Zhangwenbo Zhangwenbo
2025
Act2P: LLM-Driven Online Dialogue Act Classification for Power Analysis
Zhangwenbo Zhangwenbo
|
Wang Yuhan
Findings of the Association for Computational Linguistics: ACL 2025
In team communication, dialogue acts play a crucial role in helping team members understand each other’s intentions and revealing the roles and communication patterns within interactions. Although existing studies have focused on using Dialogue Act classification to capture the speaker’s intentions, few have explored the underlying power dynamics reflected by these dialogue acts. To this end, we present an online Dialogue Act Classification and Dynamic Power Analysis framework—Act2P, which is based on large language model.
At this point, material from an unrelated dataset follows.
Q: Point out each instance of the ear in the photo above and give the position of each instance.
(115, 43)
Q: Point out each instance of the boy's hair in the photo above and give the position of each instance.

The framework combines the zero-shot learning capability of LLMs and introduces an online feedback classification method that allows for online classification with iterative feedback to previous stages, achieving efficient and accurate classification without the labeled data. Additionally, we also propose the PowerRank algorithm, which quantifies power dynamics through a graph-based structure. Through comparative experiments with existing methods, we demonstrate the significant superiority of Act2P in online scenarios and successfully visualize dialogue power in online, clearly presenting the distribution and dynamic transfer of power. This framework provides new scientific insights and practical tools for optimizing team collaboration.